BULUNGAN, KN – Pemerintah Provinsi Kalimantan Utara (Kaltara) melalui Dinas Sosial (Dinsos) Kaltara memfasilitasi pemulangan seorang warga terlantar berinisial Rusmiati (54), asal Sulawesi, yang ditemukan tinggal di salah satu rumah warga di Kelurahan Tanjung Palas Tengah, Kabupaten Bulungan, Kamis (4/6/2026).
Mewakili Gubernur Kaltara, Asisten Bidang Pemerintahan dan Kesejahteraan Rakyat Setdaprov Kaltara, H. Datu Iqro Ramadhan, S.Sos., M.Si., didampingi Kepala Dinsos Kaltara Dr. Obed Daniel L.T., S.Hut., M.M., turut mengikuti proses evakuasi Rusmiati yang diketahui telah lama menderita sakit dan hidup dalam kondisi memprihatinkan.

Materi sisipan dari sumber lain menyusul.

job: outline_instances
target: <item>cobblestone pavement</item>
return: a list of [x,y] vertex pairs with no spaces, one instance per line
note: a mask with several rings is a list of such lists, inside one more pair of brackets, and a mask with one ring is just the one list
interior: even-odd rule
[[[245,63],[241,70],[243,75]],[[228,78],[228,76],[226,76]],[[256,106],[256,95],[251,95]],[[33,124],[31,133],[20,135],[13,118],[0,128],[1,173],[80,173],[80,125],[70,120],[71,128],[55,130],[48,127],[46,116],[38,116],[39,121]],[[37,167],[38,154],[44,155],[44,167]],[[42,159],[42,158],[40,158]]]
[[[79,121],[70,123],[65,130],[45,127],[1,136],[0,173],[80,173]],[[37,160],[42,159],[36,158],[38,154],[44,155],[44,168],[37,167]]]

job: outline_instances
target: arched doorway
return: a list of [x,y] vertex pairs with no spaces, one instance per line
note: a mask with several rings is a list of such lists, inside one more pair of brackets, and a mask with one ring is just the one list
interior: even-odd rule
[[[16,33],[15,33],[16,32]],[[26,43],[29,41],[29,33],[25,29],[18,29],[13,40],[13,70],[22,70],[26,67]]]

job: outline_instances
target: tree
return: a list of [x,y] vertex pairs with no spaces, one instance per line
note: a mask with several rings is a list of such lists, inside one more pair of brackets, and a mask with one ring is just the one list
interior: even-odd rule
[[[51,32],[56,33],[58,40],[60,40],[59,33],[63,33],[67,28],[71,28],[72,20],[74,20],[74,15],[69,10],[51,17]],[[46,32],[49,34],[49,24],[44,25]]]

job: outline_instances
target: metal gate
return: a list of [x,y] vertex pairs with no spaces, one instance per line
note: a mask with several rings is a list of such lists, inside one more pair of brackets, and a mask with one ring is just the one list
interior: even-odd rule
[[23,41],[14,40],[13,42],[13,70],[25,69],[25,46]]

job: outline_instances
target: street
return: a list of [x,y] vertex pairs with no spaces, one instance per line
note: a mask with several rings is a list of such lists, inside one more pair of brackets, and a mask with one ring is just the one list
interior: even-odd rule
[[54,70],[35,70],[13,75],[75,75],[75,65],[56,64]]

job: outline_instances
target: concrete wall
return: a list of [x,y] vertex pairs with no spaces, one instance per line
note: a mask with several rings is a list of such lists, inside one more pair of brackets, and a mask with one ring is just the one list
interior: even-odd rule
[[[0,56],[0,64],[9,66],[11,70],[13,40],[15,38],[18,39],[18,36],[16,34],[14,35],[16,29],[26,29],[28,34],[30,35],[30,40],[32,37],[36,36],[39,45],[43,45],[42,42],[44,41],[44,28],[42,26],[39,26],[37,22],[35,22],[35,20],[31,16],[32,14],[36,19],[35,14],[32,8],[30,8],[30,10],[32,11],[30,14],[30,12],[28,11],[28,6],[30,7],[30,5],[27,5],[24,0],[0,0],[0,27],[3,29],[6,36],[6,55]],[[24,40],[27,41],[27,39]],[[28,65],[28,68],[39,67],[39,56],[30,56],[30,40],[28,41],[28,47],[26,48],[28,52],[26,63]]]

Datu Iqro menegaskan bahwa langkah tersebut merupakan bentuk kepedulian pemerintah terhadap masyarakat kurang mampu dan kelompok rentan yang membutuhkan bantuan sosial.
“Ini merupakan kebijakan Bapak Gubernur untuk membantu masyarakat yang kurang mampu, sakit, tidak memiliki keluarga, termasuk orang dengan gangguan jiwa yang membutuhkan penanganan,” ujar Datu Iqro.
Ia menjelaskan, pemulangan Rusmiati merupakan bagian dari upaya penanganan dan pemulihan penyandang masalah kesejahteraan sosial lintas daerah. Proses tersebut dilakukan melalui koordinasi berbagai instansi terkait agar yang bersangkutan dapat kembali berkumpul bersama keluarganya di daerah asal.
Menurut Datu Iqro, seluruh kebutuhan pemulangan ditanggung oleh pemerintah, mulai dari transportasi darat, speedboat hingga tiket pesawat menuju kampung halamannya.
“Semua biaya akomodasi dan transportasi ditanggung pemerintah sampai yang bersangkutan tiba di rumah keluarganya. Proses ini juga didampingi petugas dari Dinas Sosial, Dinas Kesehatan dan Biro Kesra,” jelasnya.
Berdasarkan informasi yang dihimpun, Rusmiati hidup seorang diri setelah suaminya meninggal dunia. Penanganan dilakukan setelah adanya laporan dari masyarakat yang kemudian ditindaklanjuti oleh pemerintah daerah atas arahan Gubernur Kalimantan Utara.
Datu Iqro juga mengimbau masyarakat untuk segera melaporkan kepada pemerintah apabila menemukan warga yang mengalami keterlantaran akibat persoalan ekonomi, kesehatan maupun sosial.
“Kami berharap masyarakat dapat melapor melalui lurah atau pemerintah setempat agar persoalan sosial seperti ini bisa segera ditangani dan dicarikan solusinya,” pungkasnya.
Pemprov Kaltara berharap upaya tersebut dapat menjadi bentuk nyata kehadiran pemerintah dalam memberikan perlindungan dan pelayanan sosial kepada masyarakat yang membutuhkan, khususnya kelompok rentan yang mengalami keterlantaran.